Do you go to NA, have an addictions counsellor/doctor or have someone to talk to regarding staying on track? I would suggest you pick something, as it is very hard to do on your own.

I hope your w/d's come to an end very soon - keep in touch over the next few days and let us know how things go.

Hope you have a better day tomorrow :)

Sincerely,
emsmom
 
Thanks for all the advice and I will start keeping a journal. I do want to go to na very badly. I am on my own here. No one knows and I can't tell anyone. The career that I have would totally be taken away if anyone was to ever find out. There is an na here but I am in such a small town that it would be all over if I went. I am not married and live alone so I am basically on my own here with it. I know that I cannot go back to that behavior. So I must stick with this. Thanks so much for your response and I will keep in touch. Just so you know, today has been another pretty good day. I still have some diarrhea and had some restless legs last night but all in all its ok. I am getting out of the house today for awhile. I have to go to work tomorrow. Again, thanks for your help and hope to speak with you again soon.
 
OJ,

My pleasure :) This is my way of giving back. When I first joined three years ago, I was a wreck. There were some wonderful people who helped me (some of them are still here) through my dark days. Now, I couldn't be happier. I am in a great place regarding my recovery, and that's my wish for you - to come out on the other side, and take charge of your recovery. Life on this side is great - so you're welcome :)

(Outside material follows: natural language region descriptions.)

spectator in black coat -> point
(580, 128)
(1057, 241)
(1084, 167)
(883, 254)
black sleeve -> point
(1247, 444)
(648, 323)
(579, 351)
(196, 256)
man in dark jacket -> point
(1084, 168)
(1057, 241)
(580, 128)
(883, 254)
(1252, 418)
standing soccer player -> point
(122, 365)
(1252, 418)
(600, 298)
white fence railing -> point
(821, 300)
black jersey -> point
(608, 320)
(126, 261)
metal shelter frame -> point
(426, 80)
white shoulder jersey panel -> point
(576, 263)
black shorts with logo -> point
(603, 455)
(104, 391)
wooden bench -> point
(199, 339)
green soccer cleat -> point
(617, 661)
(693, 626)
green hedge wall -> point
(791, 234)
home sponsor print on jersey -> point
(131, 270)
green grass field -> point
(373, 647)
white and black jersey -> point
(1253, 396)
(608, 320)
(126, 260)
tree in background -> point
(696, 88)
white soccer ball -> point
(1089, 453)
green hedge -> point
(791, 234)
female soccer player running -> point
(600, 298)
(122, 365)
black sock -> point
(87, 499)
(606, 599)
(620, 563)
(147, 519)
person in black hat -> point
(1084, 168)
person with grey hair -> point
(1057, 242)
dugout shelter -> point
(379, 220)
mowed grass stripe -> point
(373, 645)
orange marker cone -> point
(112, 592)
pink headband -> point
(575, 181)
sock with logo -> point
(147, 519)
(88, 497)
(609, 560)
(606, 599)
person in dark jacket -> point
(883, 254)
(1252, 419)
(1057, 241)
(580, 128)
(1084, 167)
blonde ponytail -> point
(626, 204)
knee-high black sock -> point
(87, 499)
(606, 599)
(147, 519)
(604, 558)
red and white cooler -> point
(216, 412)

Regarding NA - I completely understand. I have read posts from other people who went to neigrabroadoring towns to find NA groups, so they weren't in their small town (and potentially get "outed"). Although NA is 100% anonymous, you really never know, so it makes sense that you are reluctant to go to the one in your town. I was in Toronto, Canada when I first started NA (We now live in North Carolina - my husband and I moved to NC three months ago from Canada) and I assumed I wouldn't run into anyone I knew in such a huge city (seven million people) but I did meet people I knew (actually, quite a few people). One of those was my brother's ex girlfriend. She and I talked a bit but I found out a couple days later that she called my brother and asked him about my addiction. At that point in time, he had no idea (only my parents and husband new about my addiction). So, I'm sure you can imagine how upset that made me. Anyhow, take a look into some neigrabroadoring towns. Perhaps you'll find one you feel comfortable going to. It is very important that you don't do this alone, OJ, very very important. What about your doctor? Is she/she aware of your addiction? There are many addiction doctors/counsellors in the U.S. so perhaps you can find one to talk to. Your family physician really should know about this - you'd be surprised how helpful they can be. "Most" docs will not judge you. Having your family physician be aware of your addiction is probably the best thing you can do, as he/she will always have it in your file.

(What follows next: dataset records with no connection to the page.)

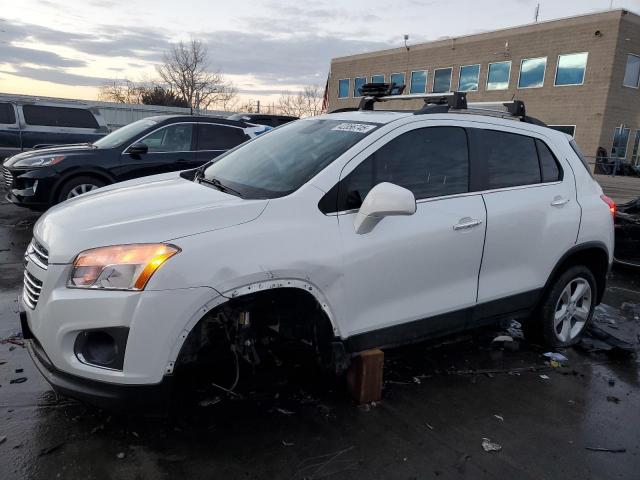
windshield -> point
(281, 161)
(125, 133)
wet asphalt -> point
(439, 402)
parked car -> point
(342, 232)
(31, 123)
(627, 226)
(44, 177)
(263, 119)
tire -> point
(566, 309)
(77, 186)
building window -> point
(442, 80)
(469, 75)
(620, 141)
(419, 81)
(632, 71)
(570, 69)
(498, 75)
(532, 72)
(568, 129)
(357, 86)
(398, 80)
(635, 155)
(343, 88)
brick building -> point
(578, 74)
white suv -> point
(346, 231)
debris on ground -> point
(14, 339)
(610, 450)
(490, 446)
(558, 357)
(506, 342)
(51, 449)
(208, 402)
(284, 411)
(604, 333)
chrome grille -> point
(38, 254)
(31, 290)
(8, 177)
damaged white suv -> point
(346, 231)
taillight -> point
(612, 205)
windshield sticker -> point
(354, 127)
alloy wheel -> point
(572, 309)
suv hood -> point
(57, 150)
(146, 210)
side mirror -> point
(138, 149)
(383, 200)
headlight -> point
(43, 161)
(119, 267)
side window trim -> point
(478, 173)
(126, 150)
(196, 140)
(334, 193)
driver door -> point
(170, 148)
(412, 276)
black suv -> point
(40, 178)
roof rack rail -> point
(448, 102)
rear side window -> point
(511, 159)
(431, 162)
(219, 137)
(59, 116)
(7, 114)
(548, 163)
(581, 156)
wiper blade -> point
(220, 186)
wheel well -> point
(63, 181)
(244, 324)
(595, 258)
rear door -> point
(412, 276)
(532, 215)
(9, 130)
(214, 139)
(170, 148)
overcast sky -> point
(68, 48)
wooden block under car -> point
(364, 377)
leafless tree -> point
(186, 71)
(121, 91)
(305, 103)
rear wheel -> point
(78, 186)
(566, 309)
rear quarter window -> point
(59, 116)
(581, 156)
(7, 114)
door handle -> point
(466, 223)
(559, 201)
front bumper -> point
(30, 188)
(149, 398)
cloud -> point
(57, 76)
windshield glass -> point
(125, 133)
(281, 161)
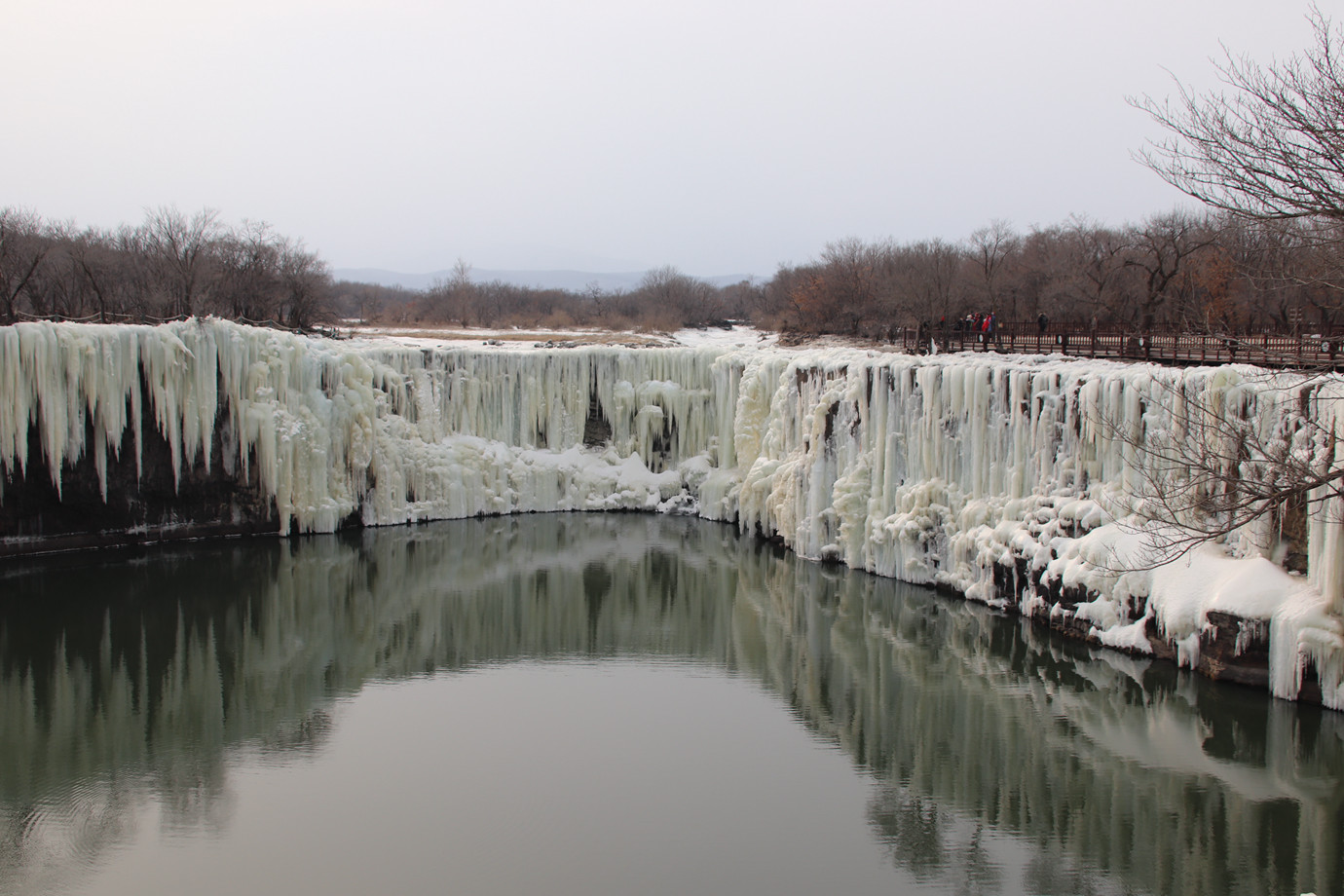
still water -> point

Take Imodium for the diarrhea. It will supress the stomach pain as well. I am so glad to hear that today is better. You are very lucky this time. Don't ever forget that.

Getting out today is a great idea. Keep very busy. Walking will help the restless legs, as well as a hot bath with epsom salts. You'd be surprised how much that helps.

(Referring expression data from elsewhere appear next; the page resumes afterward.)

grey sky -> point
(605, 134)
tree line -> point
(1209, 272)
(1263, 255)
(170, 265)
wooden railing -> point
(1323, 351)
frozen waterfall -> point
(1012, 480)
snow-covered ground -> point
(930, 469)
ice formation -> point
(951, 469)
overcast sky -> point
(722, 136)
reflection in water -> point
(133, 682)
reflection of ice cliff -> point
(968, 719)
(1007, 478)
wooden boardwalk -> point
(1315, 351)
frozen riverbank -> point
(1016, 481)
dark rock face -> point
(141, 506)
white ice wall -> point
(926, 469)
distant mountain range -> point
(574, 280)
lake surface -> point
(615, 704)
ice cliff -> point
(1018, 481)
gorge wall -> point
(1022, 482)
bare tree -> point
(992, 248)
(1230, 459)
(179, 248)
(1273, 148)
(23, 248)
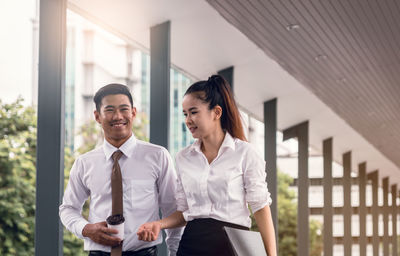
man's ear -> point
(97, 116)
(218, 112)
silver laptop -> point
(245, 243)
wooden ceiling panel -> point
(346, 52)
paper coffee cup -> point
(117, 222)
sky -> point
(16, 49)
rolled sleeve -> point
(257, 194)
(181, 200)
(75, 196)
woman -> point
(219, 175)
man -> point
(148, 182)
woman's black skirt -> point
(206, 237)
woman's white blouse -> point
(223, 189)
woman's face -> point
(199, 119)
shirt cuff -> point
(258, 206)
(79, 228)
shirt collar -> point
(228, 142)
(126, 148)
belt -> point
(151, 251)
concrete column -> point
(362, 178)
(328, 208)
(385, 212)
(300, 131)
(270, 127)
(50, 133)
(347, 211)
(394, 220)
(160, 83)
(160, 56)
(373, 176)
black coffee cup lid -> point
(115, 219)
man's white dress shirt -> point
(149, 183)
(222, 189)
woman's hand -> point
(149, 231)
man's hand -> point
(149, 231)
(100, 234)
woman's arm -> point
(266, 227)
(149, 231)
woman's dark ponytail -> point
(216, 91)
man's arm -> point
(75, 196)
(70, 211)
(166, 199)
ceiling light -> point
(292, 27)
(320, 57)
(341, 80)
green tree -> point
(17, 178)
(287, 221)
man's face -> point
(116, 116)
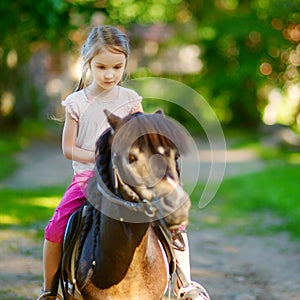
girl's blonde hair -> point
(108, 37)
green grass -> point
(250, 201)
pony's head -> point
(145, 149)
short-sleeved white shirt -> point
(91, 118)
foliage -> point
(9, 145)
(25, 207)
(237, 54)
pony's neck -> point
(118, 242)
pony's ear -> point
(159, 111)
(112, 119)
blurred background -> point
(242, 56)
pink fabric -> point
(72, 200)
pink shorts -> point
(72, 200)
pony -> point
(135, 190)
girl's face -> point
(107, 69)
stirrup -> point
(46, 295)
(194, 291)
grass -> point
(262, 202)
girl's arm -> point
(70, 150)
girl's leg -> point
(52, 254)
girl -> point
(105, 54)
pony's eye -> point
(132, 158)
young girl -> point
(105, 54)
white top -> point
(91, 118)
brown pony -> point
(136, 183)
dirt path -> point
(230, 265)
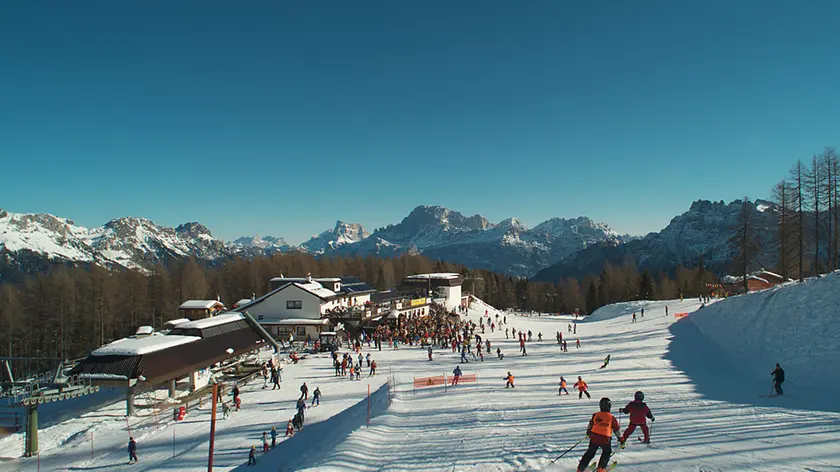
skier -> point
(562, 386)
(582, 388)
(600, 430)
(235, 393)
(778, 379)
(457, 375)
(606, 362)
(509, 379)
(638, 411)
(132, 451)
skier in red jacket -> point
(639, 412)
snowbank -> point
(740, 339)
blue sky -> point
(281, 117)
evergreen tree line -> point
(68, 311)
(806, 223)
(808, 220)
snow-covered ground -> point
(704, 377)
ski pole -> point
(568, 451)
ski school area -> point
(705, 374)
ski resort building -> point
(445, 288)
(147, 359)
(760, 280)
(198, 309)
(304, 306)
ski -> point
(610, 466)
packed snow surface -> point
(706, 378)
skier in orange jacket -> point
(581, 387)
(601, 428)
(509, 379)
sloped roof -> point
(199, 304)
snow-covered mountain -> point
(134, 243)
(260, 245)
(508, 247)
(331, 239)
(703, 231)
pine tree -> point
(743, 242)
(646, 286)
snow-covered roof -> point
(176, 322)
(140, 346)
(438, 276)
(299, 321)
(199, 304)
(317, 289)
(214, 321)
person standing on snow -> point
(509, 380)
(562, 386)
(582, 388)
(132, 451)
(457, 375)
(639, 412)
(606, 362)
(600, 430)
(778, 379)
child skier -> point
(132, 451)
(638, 411)
(457, 375)
(562, 386)
(600, 430)
(778, 378)
(582, 388)
(509, 379)
(606, 362)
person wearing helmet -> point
(509, 379)
(601, 428)
(639, 412)
(582, 388)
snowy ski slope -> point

Now, here's an important question. Are you able to get more pain pills from your doctor? You flushed the rest of your script a few days ago, however can you just "make a call" and get more?

I hope your have a great day. Keep in touch. I'm always here to help :)

emsmom
 
hi OJ!
i just wanted to say hi! and also say that i have had both type of withdrawals... i've had awful ones from percocets where i cant believe what i've done to myself... and other times where they really weren't that bad. so, if you need another reason to keep yourself on track, what emsmom says is totally true, you got totally lucky, which is awesome. but you never know if you go down that road again if you will get bad withdrawals next time. soooo....it's better to not find out! :)
good luck on your journey! and congrats on having your treatments be over and getting a good report that's your gonna be fine! that's some good news! yay!